Impiego pubblico – Misure di contenimento della spesa – Estensione fino al 31 dicembre 2014 delle vigenti disposizioni mirate a bloccare l’incremento dei trattamenti economici complessivi dei singoli dipendenti e dell’ammontare complessivo delle risorse destinate ai trattamenti accessori e gli effetti economici delle progressioni di carriera – Regime di prolungata sospensione della contrattazione collettiva, imposto dal legislatore per il periodo 2010-2014 attraverso norme susseguitesi senza soluzione di continuità e accomunate da analoga direzione finalistica – Misure di “blocco” strutturale che trascendono i limiti della transitorietà e dell’eccezionalità tracciati dalla giurisprudenza costituzionale – Asserita violazione del principio della proporzionalità della retribuzione al lavoro prestato – Mancanza da parte dei rimettenti di una valutazione complessiva delle voci che compongono il trattamento del lavoratore in un arco temporale di significativa ampiezza – Argomenti insufficienti a dimostrare l’irragionevole sacrificio del principio di proporzionalità della retribuzione Non fondatezza della questione – Violazione della libertà sindacale – Illegittimità costituzionale sopravvenuta, a decorrere dal giorno successivo alla pubblicazione nella Gazzetta Ufficiale e nei termini indicati in motivazione.
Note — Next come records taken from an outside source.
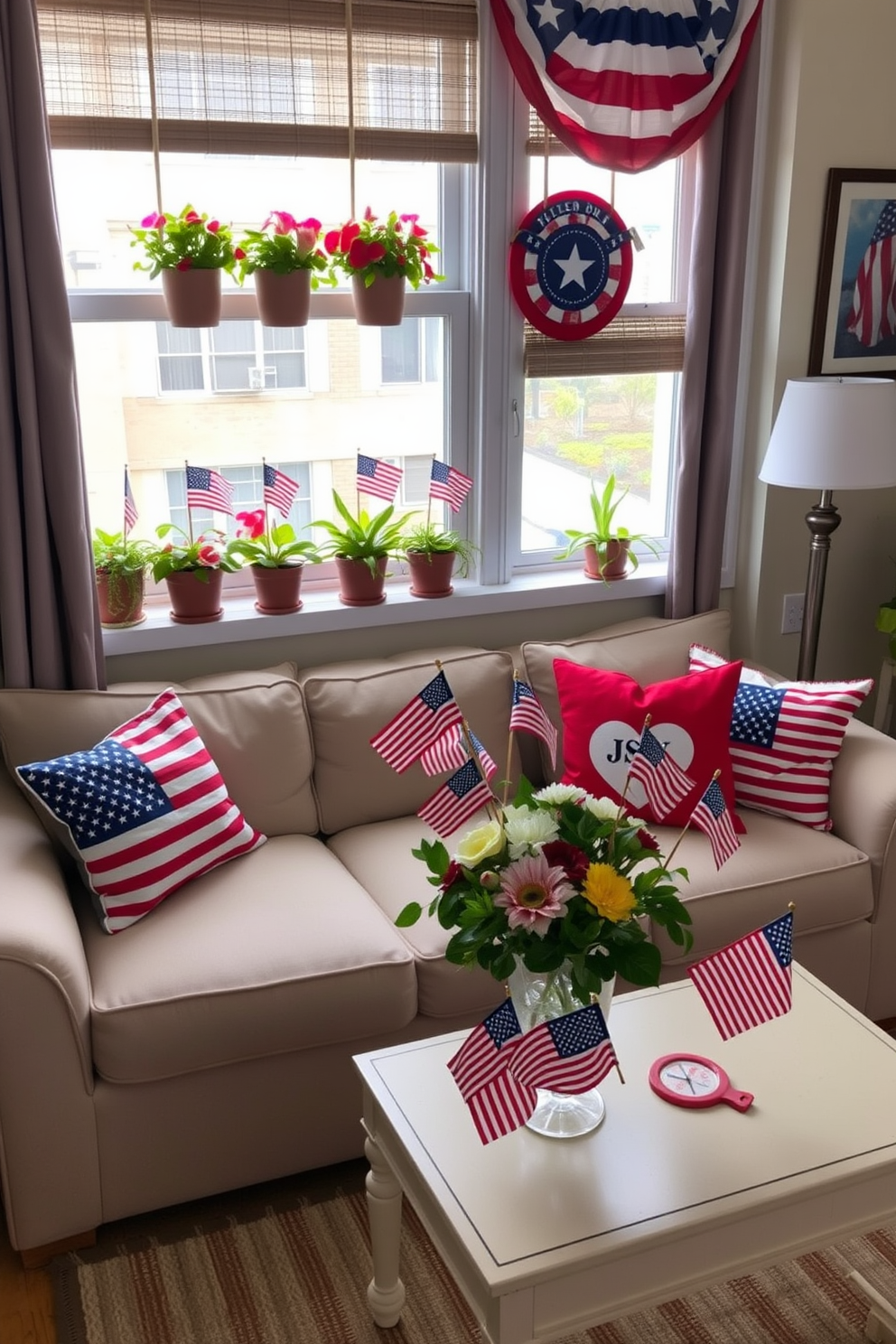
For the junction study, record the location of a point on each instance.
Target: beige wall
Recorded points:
(833, 105)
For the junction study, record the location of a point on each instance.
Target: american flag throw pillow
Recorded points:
(785, 738)
(146, 811)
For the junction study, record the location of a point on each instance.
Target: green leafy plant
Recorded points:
(120, 555)
(429, 539)
(284, 245)
(603, 509)
(371, 247)
(363, 537)
(556, 876)
(209, 551)
(187, 241)
(272, 547)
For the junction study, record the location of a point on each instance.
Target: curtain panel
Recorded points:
(49, 621)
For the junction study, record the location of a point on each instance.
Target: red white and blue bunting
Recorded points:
(623, 86)
(570, 265)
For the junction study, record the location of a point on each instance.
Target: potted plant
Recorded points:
(193, 572)
(275, 558)
(190, 252)
(433, 555)
(120, 566)
(379, 257)
(288, 264)
(361, 550)
(607, 546)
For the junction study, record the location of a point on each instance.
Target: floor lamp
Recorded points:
(830, 434)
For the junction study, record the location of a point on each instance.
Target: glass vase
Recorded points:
(537, 996)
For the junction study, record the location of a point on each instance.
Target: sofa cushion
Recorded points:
(648, 650)
(380, 858)
(778, 862)
(280, 952)
(143, 812)
(603, 714)
(256, 732)
(785, 738)
(348, 703)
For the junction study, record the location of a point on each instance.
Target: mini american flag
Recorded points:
(419, 724)
(496, 1101)
(448, 484)
(280, 490)
(378, 477)
(749, 981)
(146, 809)
(712, 817)
(527, 715)
(664, 781)
(873, 313)
(209, 490)
(568, 1054)
(449, 751)
(131, 509)
(626, 88)
(457, 800)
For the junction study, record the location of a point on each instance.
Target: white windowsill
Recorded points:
(324, 611)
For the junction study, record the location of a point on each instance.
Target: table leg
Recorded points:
(386, 1291)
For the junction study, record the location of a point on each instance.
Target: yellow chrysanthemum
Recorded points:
(609, 892)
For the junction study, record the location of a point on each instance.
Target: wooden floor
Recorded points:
(26, 1294)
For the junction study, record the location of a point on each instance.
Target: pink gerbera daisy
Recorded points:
(534, 894)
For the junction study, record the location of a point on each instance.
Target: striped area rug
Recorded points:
(298, 1275)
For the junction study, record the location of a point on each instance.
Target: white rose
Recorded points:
(480, 843)
(528, 829)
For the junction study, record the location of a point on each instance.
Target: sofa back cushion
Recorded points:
(648, 650)
(256, 732)
(348, 703)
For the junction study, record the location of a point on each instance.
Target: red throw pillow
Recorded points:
(603, 714)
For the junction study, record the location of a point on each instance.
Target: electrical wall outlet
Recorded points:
(791, 620)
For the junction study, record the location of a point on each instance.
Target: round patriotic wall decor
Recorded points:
(570, 265)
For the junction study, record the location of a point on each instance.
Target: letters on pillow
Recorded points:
(145, 811)
(785, 738)
(603, 714)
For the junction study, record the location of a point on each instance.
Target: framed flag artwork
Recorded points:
(854, 317)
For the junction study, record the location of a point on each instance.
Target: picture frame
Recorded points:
(854, 328)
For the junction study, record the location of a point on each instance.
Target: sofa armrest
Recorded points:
(49, 1152)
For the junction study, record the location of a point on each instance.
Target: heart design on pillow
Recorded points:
(614, 742)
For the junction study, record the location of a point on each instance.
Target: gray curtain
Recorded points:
(712, 349)
(49, 621)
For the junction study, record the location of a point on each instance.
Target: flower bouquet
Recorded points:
(560, 883)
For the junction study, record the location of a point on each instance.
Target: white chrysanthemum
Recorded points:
(557, 793)
(527, 829)
(605, 809)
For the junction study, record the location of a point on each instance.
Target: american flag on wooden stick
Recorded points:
(419, 724)
(750, 980)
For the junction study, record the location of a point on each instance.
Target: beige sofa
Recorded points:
(210, 1044)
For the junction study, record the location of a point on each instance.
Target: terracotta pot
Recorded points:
(192, 297)
(356, 585)
(195, 595)
(277, 590)
(609, 564)
(121, 598)
(284, 300)
(380, 304)
(432, 573)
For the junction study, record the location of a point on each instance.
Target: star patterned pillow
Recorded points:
(144, 811)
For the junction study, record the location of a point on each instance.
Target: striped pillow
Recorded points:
(144, 811)
(785, 738)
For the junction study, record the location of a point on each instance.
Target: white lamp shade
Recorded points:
(835, 434)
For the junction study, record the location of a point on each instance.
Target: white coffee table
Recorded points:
(548, 1236)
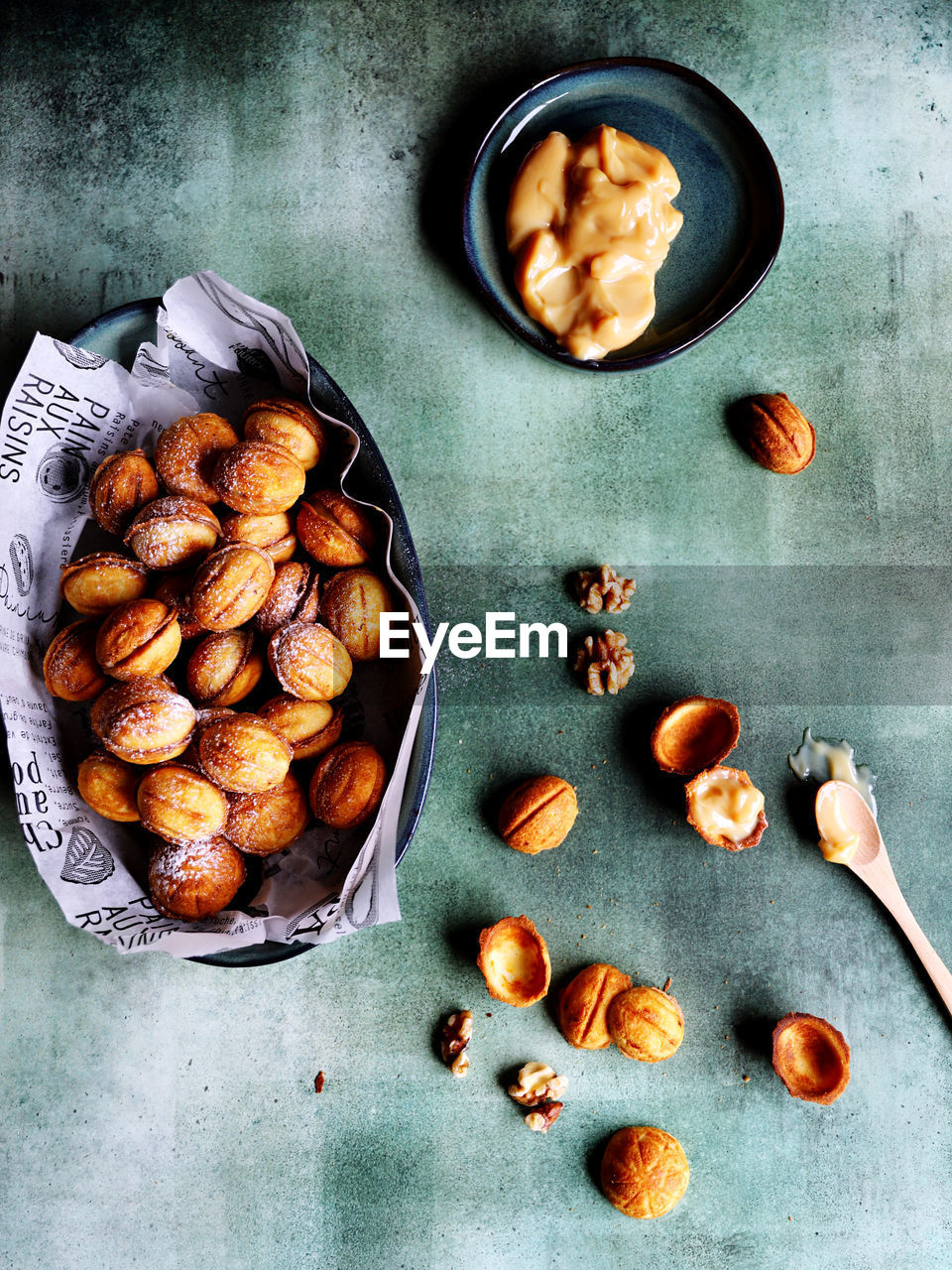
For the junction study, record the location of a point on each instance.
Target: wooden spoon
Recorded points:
(837, 803)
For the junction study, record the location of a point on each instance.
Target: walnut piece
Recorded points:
(603, 588)
(457, 1032)
(543, 1116)
(604, 663)
(537, 1083)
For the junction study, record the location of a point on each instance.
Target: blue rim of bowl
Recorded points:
(333, 400)
(540, 340)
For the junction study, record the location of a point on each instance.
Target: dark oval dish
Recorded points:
(730, 195)
(117, 334)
Non sono fondate le questioni di legittimità costituzionale, in riferimento all’art. 36, co. 1, Cost., dell’art. 16, co 1, lett. b), del d.l. 6 luglio 2011, n. 98 (convertito, con modificazioni, dall’art. 1, co. 1, della legge 15 luglio 2011, n. 111), poiché il giudizio sulla conformità all’art. 36 Cost. non può essere svolto in relazione a singoli istituti né limitatamente a periodi brevi, in quanto si deve valutare l’insieme delle voci che compongono il trattamento complessivo del lavoratore in un arco temporale di una qualche significativa ampiezza, alla luce del canone della onnicomprensività. Le disposizioni censurate, tra l’altro, hanno cessato di operare a decorrere dal 1° gennaio 2015. Invece, è costituzionalmente illegittimo, a decorrere dal giorno successivo alla pubblicazione nella Gazzetta Ufficiale della Repubblica, il regime di sospensione della contrattazione collettiva nel pubblico impiego per il periodo 2010-2014, risultante dagli artt. 16, co. 1, lett. b), del d.l. 6 luglio 2011, n. 98 (convertito, con modificazioni, dall’art. 1, co. 1, della legge 15 luglio 2011, n. 111), come specificato dall’art. 1, co. 1, lett. c), primo periodo, del d.P.R. 4 settembre 2013, n. 122; 1, co. 453, della legge 27 dicembre 2013, n. 147; 1, co. 254, della legge 23 dicembre 2014, n. 190. Le norme impugnate dai giudici rimettenti e le norme sopravvenute della legge di stabilità per il 2015, susseguitesi senza soluzione di continuità e accomunate da analoga direzione finalistica, violano la libertà sindacale garantita dall’art. 39, co. 1, Cost. (Massima non ufficiale)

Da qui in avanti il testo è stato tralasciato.